Frank is watching television, and he finds himself inspired by a Christian Super Hero called The Holy Avenger (Nathan Fillion). Called to by God to start bringing Evil to Justice, and hopefully saving Sarah from the evil influences of drugs and alcohol. Frank starts researching to create his own superhero. He goes to the obvious place one would research such a thing, the local comic book store, where he connects with Libby (Ellen Paige). His creation, the Crimson Bolt, lacking super powers, he takes up a heavy wrench, and starts telling crime to “Shut up,” usually by violently splitting their heads open with the wrench.
‘Super’ is extremely violent. Gunn doesn’t hold back on some of the brutal violence the Crimson Bolt commits. Of course, its all done with an air of comedy, but it doesn’t change the fact that there are definitely some intense scenes in the film. Frank is essentially Travis Bickle in a mask, where, he believes what he is doing is for the greater good.
The only similarity the film has with ‘Kick-Ass,’ is that they are both films about superheros that are ordinary people. That is where the comparison ends. This film is about a sociopath who is trying to save the woman he loves. Rainn Wilson is excellent as Frank. Unfortunately, he is going to be compared to his television character for quite a long time, but he does a great job embodying the character. It would have been very easy for an actor to take the character over the top, but there is a degree of believability at play, owed most likely to Gunn’s and Wilson’s excellent collaboration. At the Q&A with James Gunn following the screening, he points out that it took him a long time to find an actor to play Frank, which was one of the main reasons the film lay unproduced. But once he met with Rainn Wilson, he knew he’d found his lead.
Ellen Paige also plays a great sidekick, often times Paige is given roles with dialogue that irritates the hell out of me (READ: Juno, Inception), but she was perfect here. Kevin Bacon’s villain I found a bit non-traditional, he was definitely not a good guy, but he wasn’t particularly evil until much later.
What I enjoyed most about ‘Super,’ was James Gunn’s interest in really messing with his audience.

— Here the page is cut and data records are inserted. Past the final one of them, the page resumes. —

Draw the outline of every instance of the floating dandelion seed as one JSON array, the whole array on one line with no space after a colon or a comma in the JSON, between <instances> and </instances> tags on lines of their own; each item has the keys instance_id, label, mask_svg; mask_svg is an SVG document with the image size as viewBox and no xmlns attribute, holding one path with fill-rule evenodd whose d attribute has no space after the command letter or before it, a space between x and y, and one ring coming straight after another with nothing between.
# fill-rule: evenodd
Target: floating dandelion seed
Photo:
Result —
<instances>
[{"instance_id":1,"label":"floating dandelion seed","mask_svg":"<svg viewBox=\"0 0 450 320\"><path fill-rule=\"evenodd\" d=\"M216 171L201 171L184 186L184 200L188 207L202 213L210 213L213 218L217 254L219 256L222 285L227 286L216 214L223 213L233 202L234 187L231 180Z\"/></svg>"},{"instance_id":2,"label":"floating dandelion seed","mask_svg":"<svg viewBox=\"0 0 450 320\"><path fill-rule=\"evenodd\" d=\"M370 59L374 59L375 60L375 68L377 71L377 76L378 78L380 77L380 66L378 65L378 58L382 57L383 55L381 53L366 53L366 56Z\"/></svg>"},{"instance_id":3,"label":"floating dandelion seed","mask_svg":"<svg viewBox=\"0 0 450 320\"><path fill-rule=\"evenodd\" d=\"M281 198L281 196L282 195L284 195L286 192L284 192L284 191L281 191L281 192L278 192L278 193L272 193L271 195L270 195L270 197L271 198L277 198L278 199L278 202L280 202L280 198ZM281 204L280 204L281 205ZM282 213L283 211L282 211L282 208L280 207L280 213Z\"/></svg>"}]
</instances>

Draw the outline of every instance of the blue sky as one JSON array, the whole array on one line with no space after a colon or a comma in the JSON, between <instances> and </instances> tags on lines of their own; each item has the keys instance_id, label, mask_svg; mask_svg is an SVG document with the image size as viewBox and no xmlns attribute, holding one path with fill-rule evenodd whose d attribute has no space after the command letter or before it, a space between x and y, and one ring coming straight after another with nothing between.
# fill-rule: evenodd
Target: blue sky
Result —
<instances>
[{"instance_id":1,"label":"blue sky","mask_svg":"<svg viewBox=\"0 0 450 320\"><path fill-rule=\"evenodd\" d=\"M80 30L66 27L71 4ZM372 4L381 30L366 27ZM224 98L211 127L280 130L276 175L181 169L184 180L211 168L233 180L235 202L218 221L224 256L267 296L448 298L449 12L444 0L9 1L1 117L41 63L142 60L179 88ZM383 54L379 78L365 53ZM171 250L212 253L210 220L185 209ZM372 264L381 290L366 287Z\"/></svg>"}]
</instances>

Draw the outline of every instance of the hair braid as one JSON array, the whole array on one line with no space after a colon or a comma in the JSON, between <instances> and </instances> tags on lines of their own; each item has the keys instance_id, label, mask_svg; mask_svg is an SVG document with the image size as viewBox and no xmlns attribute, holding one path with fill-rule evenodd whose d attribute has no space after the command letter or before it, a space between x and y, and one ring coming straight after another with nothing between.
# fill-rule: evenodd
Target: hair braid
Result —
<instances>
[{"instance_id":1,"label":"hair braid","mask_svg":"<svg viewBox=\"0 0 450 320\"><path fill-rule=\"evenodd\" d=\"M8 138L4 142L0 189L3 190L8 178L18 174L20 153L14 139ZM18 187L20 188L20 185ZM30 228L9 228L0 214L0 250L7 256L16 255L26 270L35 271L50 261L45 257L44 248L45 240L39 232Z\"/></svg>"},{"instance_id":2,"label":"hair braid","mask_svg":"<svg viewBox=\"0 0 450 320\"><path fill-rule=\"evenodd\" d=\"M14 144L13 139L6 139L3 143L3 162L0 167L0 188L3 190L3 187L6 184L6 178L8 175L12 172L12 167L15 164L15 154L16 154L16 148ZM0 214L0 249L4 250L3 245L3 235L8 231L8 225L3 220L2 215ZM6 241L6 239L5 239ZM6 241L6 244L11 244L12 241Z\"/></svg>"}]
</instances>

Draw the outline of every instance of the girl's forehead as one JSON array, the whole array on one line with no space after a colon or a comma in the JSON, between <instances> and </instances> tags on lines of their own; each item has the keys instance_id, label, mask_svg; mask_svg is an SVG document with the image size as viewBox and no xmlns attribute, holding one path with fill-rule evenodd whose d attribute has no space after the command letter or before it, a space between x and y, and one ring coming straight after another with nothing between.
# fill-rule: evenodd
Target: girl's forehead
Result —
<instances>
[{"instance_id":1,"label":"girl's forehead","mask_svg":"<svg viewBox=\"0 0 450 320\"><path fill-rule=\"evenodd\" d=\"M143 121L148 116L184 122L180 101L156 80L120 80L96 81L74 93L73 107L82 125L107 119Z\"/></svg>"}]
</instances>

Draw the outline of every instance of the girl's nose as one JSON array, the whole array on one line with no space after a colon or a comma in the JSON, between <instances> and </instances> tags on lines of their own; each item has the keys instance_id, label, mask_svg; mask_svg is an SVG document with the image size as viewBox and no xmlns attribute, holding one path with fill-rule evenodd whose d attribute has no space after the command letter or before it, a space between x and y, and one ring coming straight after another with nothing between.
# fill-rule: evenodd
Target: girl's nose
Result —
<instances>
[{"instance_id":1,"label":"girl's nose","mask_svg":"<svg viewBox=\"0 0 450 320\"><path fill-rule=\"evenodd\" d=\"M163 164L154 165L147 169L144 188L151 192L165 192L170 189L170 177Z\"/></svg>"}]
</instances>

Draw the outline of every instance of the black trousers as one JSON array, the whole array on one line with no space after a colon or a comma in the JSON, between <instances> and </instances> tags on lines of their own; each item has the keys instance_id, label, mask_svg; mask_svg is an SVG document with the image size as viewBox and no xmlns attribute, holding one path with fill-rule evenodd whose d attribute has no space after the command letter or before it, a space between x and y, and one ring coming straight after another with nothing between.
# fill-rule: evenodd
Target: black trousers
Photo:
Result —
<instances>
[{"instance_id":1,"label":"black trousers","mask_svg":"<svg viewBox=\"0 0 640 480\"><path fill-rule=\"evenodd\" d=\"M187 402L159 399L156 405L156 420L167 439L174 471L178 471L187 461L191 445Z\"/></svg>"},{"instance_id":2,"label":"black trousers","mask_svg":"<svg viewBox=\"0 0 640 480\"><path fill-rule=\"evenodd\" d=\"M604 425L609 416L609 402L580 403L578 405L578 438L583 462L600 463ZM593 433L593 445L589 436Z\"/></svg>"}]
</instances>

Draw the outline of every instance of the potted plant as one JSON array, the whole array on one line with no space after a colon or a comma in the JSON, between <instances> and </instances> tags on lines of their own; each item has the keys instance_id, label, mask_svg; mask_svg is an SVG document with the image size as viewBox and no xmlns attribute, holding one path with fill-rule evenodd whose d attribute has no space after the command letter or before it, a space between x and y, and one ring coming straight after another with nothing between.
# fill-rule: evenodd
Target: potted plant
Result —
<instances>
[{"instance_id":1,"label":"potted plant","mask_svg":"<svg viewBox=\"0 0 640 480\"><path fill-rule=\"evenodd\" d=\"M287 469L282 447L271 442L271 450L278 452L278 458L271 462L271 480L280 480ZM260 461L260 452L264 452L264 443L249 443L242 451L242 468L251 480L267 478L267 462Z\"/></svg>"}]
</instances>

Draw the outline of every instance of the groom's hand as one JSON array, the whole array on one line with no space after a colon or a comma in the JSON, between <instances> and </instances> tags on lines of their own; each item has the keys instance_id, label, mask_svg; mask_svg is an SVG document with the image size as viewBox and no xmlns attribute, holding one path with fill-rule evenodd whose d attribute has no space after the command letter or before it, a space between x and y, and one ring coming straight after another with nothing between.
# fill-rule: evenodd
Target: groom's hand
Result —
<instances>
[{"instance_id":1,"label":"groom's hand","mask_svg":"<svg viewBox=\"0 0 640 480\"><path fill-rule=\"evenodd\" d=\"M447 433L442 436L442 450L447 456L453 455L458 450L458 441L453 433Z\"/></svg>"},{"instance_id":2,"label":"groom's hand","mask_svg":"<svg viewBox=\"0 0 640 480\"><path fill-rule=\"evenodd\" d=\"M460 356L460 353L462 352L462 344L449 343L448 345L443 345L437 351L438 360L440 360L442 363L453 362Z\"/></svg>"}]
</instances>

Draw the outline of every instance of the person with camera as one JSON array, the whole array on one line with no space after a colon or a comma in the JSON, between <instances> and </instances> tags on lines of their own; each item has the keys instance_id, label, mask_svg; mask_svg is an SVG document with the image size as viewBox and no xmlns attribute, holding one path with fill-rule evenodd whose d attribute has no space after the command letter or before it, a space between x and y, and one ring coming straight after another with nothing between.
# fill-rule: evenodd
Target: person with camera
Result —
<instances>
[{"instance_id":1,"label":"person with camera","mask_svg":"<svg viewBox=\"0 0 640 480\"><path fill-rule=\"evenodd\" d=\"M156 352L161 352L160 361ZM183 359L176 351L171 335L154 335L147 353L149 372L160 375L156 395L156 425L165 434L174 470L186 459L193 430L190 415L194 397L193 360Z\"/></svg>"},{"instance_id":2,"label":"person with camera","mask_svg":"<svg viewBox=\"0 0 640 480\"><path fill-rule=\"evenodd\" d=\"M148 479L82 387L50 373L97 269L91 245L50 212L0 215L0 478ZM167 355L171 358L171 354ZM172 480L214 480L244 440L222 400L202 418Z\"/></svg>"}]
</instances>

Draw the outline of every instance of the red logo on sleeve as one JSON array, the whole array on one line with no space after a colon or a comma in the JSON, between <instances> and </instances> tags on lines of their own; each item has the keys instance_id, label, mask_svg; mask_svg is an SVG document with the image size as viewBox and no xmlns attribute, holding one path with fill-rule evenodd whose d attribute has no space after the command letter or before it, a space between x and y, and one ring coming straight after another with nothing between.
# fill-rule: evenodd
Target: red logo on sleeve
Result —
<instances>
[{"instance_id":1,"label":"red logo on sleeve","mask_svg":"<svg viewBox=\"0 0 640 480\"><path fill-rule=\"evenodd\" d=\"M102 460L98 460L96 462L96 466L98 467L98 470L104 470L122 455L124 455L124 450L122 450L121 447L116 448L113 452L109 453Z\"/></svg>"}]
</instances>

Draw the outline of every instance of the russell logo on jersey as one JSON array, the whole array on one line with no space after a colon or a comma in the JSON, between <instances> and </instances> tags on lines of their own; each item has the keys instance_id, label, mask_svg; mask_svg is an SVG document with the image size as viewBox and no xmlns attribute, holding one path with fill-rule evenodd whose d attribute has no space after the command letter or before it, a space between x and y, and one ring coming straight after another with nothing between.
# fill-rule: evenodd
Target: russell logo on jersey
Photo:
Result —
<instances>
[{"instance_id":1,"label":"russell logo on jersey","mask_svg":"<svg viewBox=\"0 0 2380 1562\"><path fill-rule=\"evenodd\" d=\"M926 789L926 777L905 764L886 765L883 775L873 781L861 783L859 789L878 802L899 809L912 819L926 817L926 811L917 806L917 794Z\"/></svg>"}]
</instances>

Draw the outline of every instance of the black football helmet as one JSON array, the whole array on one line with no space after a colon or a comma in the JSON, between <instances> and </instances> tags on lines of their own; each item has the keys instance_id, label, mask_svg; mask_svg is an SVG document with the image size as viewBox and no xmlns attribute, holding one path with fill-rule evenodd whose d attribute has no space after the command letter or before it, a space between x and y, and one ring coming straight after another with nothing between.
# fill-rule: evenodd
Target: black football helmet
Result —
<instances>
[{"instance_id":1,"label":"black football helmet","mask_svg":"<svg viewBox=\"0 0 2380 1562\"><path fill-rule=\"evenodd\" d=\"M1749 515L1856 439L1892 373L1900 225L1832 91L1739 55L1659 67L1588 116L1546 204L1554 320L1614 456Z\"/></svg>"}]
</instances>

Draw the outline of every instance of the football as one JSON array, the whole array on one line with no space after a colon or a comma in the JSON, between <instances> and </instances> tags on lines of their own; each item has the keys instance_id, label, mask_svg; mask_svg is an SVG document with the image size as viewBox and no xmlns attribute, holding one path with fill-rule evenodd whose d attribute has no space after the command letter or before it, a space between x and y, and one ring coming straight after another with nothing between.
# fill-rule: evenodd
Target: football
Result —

The film takes some significant risks of losing the audiences. Things occur to characters that you wouldn’t ordinarily see in other films, and I commend the film for this.
The music was great, and the film was shot well. Despite being an independent, I didn’t feel like the effects felt low budget whatsoever – oftentimes this is the weakest point in films like this – and there were some interesting visual effects (I’ll hold back the spoilers).
All in all, ‘Super’ is certainly not a film for everyone, it is violent, dark, and darkly funny. But the recognizable cast will hopefully fill the seats, and those folks that this film is for, will definitely be in for a treat.